In 1933, when a contractor started burrowing into Mt. San Jacinto, no one knew how much water it held. The next year, miners trying to build what is known as the Potrero shaft encountered flooding three times, narrowly escaping death. The highly fractured rock in this section shattered under the blasting and covered the pumps that kept water from the tunnel. The third incident was the worst. An underground stream ripped open by blasting dumped more than 15,000 gallons of water a minute into the tunnel.

“We had some panic, pandemonium, people trying to save their lives,” said George Buchanan, MWD operations and maintenance manager.
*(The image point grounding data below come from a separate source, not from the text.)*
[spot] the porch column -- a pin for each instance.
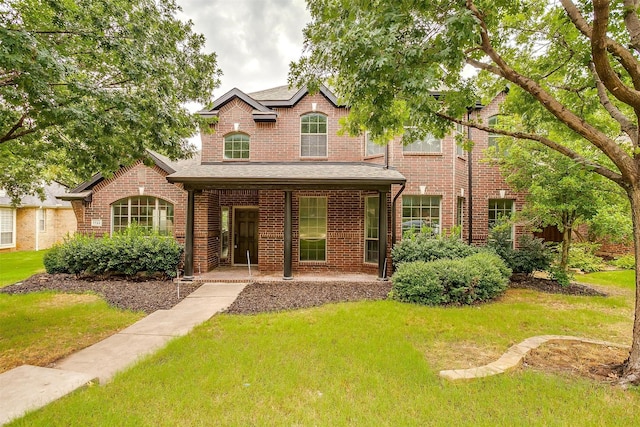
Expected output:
(287, 236)
(188, 243)
(382, 235)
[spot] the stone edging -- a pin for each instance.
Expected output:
(513, 357)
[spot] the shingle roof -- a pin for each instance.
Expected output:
(275, 174)
(50, 192)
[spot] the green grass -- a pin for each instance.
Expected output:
(16, 266)
(367, 363)
(40, 328)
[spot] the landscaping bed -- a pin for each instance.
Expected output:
(136, 295)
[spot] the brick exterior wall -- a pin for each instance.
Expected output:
(443, 174)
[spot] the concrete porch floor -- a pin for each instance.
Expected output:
(241, 275)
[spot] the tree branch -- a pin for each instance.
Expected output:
(632, 23)
(618, 156)
(626, 58)
(626, 125)
(605, 172)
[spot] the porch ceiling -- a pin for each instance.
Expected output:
(291, 175)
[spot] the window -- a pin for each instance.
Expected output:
(313, 228)
(371, 148)
(428, 144)
(224, 232)
(498, 209)
(7, 228)
(493, 137)
(236, 146)
(42, 219)
(420, 212)
(460, 214)
(460, 135)
(371, 232)
(313, 135)
(150, 213)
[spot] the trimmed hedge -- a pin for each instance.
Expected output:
(479, 277)
(424, 247)
(130, 252)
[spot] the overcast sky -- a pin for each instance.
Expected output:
(255, 40)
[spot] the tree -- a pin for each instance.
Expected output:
(558, 191)
(571, 68)
(87, 85)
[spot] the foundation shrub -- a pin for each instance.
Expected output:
(426, 247)
(130, 252)
(479, 277)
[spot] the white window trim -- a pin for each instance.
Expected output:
(13, 231)
(326, 135)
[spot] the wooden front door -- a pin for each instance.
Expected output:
(245, 236)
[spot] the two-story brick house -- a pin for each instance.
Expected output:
(276, 186)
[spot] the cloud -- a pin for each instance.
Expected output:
(255, 40)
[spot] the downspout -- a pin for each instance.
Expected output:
(394, 216)
(470, 180)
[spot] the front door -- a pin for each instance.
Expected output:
(245, 236)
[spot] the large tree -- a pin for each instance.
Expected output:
(87, 85)
(571, 67)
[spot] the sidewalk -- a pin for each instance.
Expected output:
(30, 387)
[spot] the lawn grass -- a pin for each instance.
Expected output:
(366, 363)
(16, 266)
(40, 328)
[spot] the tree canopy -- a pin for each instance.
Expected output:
(87, 85)
(571, 68)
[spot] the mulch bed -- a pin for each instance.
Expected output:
(140, 295)
(276, 296)
(552, 287)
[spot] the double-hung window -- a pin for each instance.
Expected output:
(313, 228)
(313, 135)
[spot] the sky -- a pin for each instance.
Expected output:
(255, 40)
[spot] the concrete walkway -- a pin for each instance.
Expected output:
(30, 387)
(513, 357)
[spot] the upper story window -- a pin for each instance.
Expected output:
(428, 144)
(236, 146)
(150, 213)
(460, 134)
(370, 147)
(7, 227)
(493, 138)
(313, 135)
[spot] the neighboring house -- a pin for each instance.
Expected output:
(35, 224)
(278, 188)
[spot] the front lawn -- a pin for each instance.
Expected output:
(366, 363)
(40, 328)
(15, 266)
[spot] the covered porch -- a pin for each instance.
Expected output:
(281, 186)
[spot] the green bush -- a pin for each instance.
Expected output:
(129, 252)
(625, 262)
(479, 277)
(425, 247)
(582, 257)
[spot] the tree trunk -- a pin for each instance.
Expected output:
(567, 231)
(632, 364)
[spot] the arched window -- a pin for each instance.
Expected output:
(313, 135)
(236, 146)
(150, 213)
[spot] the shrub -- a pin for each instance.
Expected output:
(129, 252)
(582, 257)
(625, 262)
(479, 277)
(54, 260)
(424, 247)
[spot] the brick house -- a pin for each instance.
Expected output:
(277, 187)
(35, 224)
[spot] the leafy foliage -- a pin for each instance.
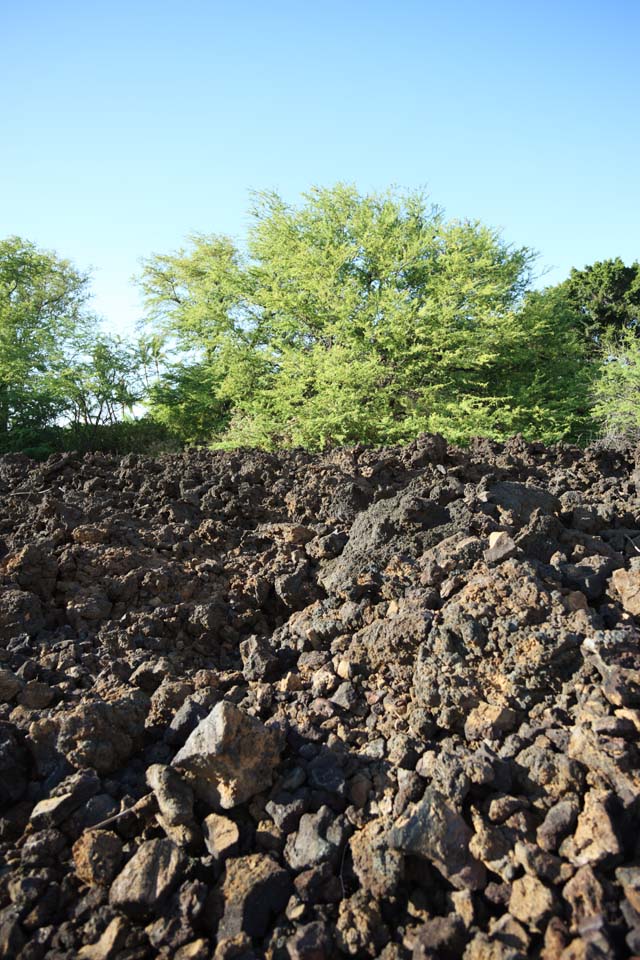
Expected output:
(607, 296)
(41, 315)
(617, 389)
(362, 318)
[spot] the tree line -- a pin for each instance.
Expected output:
(347, 318)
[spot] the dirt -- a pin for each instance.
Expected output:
(373, 703)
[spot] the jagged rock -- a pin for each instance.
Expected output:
(596, 837)
(489, 721)
(221, 836)
(627, 585)
(418, 620)
(10, 686)
(230, 756)
(320, 836)
(254, 888)
(20, 612)
(585, 896)
(559, 821)
(313, 941)
(443, 937)
(75, 791)
(174, 796)
(98, 856)
(110, 944)
(378, 867)
(501, 547)
(360, 931)
(148, 878)
(531, 902)
(435, 830)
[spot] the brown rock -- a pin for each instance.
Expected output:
(221, 836)
(97, 856)
(489, 721)
(110, 943)
(378, 867)
(230, 756)
(596, 837)
(627, 585)
(585, 897)
(148, 878)
(433, 829)
(10, 686)
(254, 888)
(531, 902)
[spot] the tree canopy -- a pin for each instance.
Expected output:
(364, 318)
(347, 318)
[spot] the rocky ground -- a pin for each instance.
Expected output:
(369, 704)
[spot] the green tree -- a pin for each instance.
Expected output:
(617, 388)
(102, 384)
(42, 313)
(607, 296)
(364, 318)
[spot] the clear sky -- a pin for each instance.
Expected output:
(130, 123)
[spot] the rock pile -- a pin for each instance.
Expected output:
(366, 704)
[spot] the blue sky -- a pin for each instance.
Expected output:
(127, 125)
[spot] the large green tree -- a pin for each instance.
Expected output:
(42, 315)
(361, 318)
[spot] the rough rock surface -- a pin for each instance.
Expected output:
(374, 703)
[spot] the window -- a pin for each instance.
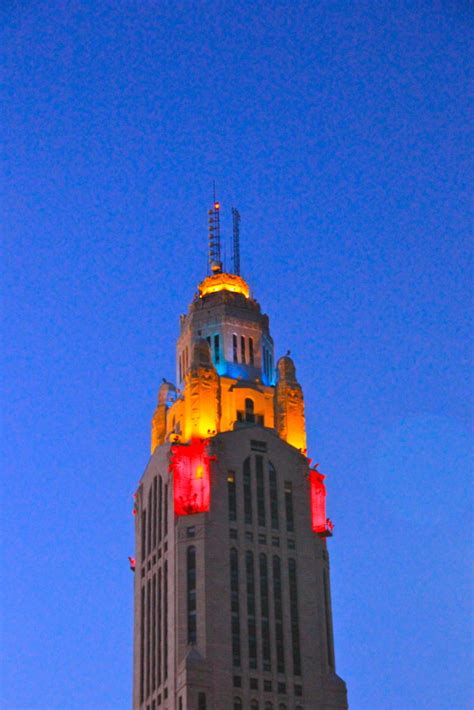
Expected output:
(191, 582)
(265, 611)
(273, 495)
(278, 605)
(249, 411)
(260, 491)
(295, 630)
(251, 357)
(251, 624)
(290, 522)
(247, 492)
(231, 496)
(234, 606)
(327, 609)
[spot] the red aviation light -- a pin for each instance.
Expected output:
(190, 465)
(320, 523)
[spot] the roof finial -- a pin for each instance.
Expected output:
(236, 240)
(215, 235)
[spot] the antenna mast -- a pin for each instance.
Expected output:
(215, 236)
(236, 240)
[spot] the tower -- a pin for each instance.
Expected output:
(232, 592)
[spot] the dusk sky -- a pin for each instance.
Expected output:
(340, 130)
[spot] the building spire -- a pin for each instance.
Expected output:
(215, 261)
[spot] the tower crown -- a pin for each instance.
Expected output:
(224, 282)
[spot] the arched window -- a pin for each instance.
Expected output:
(251, 623)
(191, 583)
(249, 410)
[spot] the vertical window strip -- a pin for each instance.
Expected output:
(143, 531)
(191, 583)
(154, 522)
(278, 602)
(273, 495)
(265, 610)
(232, 496)
(153, 636)
(260, 491)
(235, 606)
(165, 511)
(142, 645)
(165, 621)
(290, 521)
(327, 610)
(251, 622)
(159, 627)
(160, 509)
(148, 638)
(295, 628)
(149, 525)
(247, 492)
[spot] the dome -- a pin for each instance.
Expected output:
(286, 368)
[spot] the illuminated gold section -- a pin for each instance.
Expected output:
(224, 282)
(289, 406)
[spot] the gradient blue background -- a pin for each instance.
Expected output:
(340, 131)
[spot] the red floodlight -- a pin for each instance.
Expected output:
(190, 465)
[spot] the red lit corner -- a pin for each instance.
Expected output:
(320, 523)
(190, 466)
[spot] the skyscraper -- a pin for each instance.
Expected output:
(232, 591)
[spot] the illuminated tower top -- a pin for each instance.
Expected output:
(225, 372)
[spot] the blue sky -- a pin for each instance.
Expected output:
(340, 130)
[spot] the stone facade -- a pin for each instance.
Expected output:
(232, 605)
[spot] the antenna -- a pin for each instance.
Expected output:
(215, 236)
(236, 240)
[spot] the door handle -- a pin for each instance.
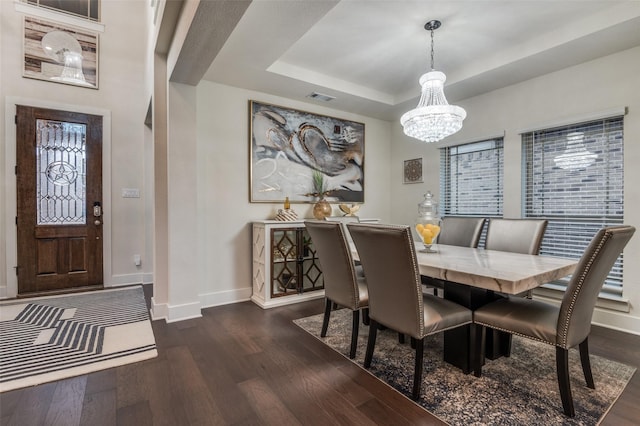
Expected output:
(97, 209)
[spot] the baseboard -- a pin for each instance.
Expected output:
(219, 298)
(616, 321)
(607, 318)
(158, 311)
(125, 279)
(174, 313)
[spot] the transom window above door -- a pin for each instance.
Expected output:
(88, 9)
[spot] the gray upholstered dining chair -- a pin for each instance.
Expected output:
(563, 326)
(342, 284)
(515, 235)
(396, 301)
(456, 231)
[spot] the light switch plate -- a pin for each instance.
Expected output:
(130, 193)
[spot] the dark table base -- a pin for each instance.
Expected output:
(458, 343)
The miners raced up an 800-foot ladder to the surface as water filled the shaft below them.

Work on the tunnel crept along and, after 18 months of labor and less than two miles of completed excavation, the MWD fired the contractor, taking over the project itself.

A labor strike marked by some violence brought work to a near standstill for six weeks in 1937. When the Cabazon and San Jacinto crews from either side finally met in November 1939, the alignment was only a fraction of a foot off, a considerable achievement for 1930s-era technology, Buchanan noted.

“Imagine standing out here 70 years ago and saying, ‘We’re going to build a tunnel through here,’ ” Wodraska said, gazing at the mountain peak towering 10,831 feet into the Riverside County sky.